The decisive experiment is the antidote to plausibility. AI systems generate plausible explanations with extraordinary fluency. Plausibility is not truth. A plausible explanation is one compatible with the known evidence — but so is every other plausible explanation, and the space of plausible explanations for any complex phenomenon is vast. The decisive experiment reduces this space. It eliminates alternatives. It forces the phenomenon to reveal which explanation is actual.
The design requires the prepared mind. The informed mind can generate a list of plausible explanations; only the prepared mind can design the experiment that eliminates all but one. This requires deep understanding of the phenomenon, creative experimental thinking, and the capacity to anticipate how the design might fail — all products of years of direct engagement that no training corpus can substitute.
The swan-neck flask experiment is the paradigmatic case. To settle whether microorganisms arose spontaneously from sterile broth or arrived from the external environment, Pasteur designed flasks whose curved necks admitted air but trapped airborne particles. Broth in these flasks remained sterile indefinitely. Break the neck — allow airborne particles to fall in — and contamination appeared within days. The design admitted only one explanation.

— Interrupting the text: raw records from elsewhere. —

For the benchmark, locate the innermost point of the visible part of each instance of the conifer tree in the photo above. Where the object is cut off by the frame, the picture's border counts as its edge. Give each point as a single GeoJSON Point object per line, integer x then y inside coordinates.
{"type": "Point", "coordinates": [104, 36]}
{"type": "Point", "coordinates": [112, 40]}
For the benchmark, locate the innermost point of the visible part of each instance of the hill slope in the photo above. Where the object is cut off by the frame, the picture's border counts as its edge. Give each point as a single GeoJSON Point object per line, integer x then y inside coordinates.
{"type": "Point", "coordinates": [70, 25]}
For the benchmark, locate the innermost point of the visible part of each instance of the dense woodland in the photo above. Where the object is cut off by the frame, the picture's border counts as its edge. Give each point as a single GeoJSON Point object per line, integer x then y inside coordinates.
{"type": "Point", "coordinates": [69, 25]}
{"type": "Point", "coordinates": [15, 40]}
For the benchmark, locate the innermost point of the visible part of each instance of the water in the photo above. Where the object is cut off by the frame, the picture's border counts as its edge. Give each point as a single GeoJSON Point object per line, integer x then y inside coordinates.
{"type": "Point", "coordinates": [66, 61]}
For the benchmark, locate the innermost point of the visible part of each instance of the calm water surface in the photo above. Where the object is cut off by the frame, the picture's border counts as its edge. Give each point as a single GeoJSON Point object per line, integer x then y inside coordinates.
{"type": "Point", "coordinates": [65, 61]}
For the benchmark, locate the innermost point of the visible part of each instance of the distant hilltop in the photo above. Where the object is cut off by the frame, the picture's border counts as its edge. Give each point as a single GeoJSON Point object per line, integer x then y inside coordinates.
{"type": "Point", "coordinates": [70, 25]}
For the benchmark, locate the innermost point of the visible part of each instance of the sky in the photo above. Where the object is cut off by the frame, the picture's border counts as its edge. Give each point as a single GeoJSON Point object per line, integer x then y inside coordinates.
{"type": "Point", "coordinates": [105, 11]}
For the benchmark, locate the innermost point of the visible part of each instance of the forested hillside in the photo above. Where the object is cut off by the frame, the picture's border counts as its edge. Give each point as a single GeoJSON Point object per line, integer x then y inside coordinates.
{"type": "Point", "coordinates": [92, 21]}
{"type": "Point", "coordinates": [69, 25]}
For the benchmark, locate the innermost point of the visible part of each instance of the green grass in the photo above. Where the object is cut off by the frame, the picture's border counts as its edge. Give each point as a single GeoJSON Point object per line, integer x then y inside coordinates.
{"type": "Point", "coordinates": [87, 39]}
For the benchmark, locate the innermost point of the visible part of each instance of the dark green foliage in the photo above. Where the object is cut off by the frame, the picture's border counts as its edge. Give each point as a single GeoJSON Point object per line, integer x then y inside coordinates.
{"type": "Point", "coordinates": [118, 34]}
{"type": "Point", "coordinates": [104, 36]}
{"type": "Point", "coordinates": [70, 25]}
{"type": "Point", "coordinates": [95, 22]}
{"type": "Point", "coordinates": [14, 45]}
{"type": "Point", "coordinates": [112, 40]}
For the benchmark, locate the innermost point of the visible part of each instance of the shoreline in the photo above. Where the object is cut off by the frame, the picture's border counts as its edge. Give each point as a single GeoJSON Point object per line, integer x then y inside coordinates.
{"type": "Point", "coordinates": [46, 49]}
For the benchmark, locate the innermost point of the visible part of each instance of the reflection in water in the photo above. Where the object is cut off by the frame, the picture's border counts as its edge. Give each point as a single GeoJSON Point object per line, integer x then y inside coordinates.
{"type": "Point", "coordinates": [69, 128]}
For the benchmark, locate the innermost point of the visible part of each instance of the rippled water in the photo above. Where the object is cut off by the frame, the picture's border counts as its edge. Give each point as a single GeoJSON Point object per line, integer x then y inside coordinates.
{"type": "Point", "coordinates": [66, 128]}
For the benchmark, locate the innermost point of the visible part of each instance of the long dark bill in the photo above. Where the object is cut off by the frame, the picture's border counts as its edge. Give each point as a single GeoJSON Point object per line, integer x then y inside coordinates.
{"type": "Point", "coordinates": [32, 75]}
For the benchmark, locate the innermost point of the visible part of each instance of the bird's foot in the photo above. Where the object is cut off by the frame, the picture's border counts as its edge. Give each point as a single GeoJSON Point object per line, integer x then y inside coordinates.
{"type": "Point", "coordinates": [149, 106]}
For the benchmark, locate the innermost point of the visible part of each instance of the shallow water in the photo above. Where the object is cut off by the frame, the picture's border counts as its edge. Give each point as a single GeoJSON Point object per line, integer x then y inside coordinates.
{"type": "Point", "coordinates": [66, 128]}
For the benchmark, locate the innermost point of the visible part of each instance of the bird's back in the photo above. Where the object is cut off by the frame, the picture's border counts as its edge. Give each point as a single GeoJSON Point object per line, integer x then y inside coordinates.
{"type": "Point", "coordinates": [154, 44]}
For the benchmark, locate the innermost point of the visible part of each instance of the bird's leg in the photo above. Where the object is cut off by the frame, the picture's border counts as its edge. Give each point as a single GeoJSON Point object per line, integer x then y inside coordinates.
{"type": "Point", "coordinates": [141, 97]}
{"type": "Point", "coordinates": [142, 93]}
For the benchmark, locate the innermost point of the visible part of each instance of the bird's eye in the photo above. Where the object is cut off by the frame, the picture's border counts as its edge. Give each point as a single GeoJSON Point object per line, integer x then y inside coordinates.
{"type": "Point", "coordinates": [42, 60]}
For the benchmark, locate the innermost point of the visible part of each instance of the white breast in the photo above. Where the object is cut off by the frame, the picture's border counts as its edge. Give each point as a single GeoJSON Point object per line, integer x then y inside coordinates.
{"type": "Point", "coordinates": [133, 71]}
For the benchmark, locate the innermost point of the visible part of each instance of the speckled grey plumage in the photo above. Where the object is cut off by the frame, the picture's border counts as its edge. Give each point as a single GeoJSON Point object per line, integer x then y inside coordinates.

The methodology was explicit in Pasteur's practice from the Lille fermentation studies forward, systematized in his public debates with Pouchet over spontaneous generation (1860–1864), and codified in his address to the Académie des Sciences. It descends from Francis Bacon's experimentum crucis and anticipates Popper's emphasis on falsifiability.
Elimination, not accumulation. The decisive experiment eliminates alternatives rather than confirming a favorite; only one explanation survives.
Design is the art. Identifying the single variable that distinguishes competing explanations requires deep phenomenological understanding.
Plausibility is not truth. AI's fluent generation of plausible explanations makes the decisive experiment more, not less, essential.
Anticipation of failure modes. The prepared designer foresees how the experiment might fail to distinguish what it was constructed to distinguish.
The swan-neck paradigm. One flask design — neck curved, then broken — settled a two-century controversy by admitting only one explanation.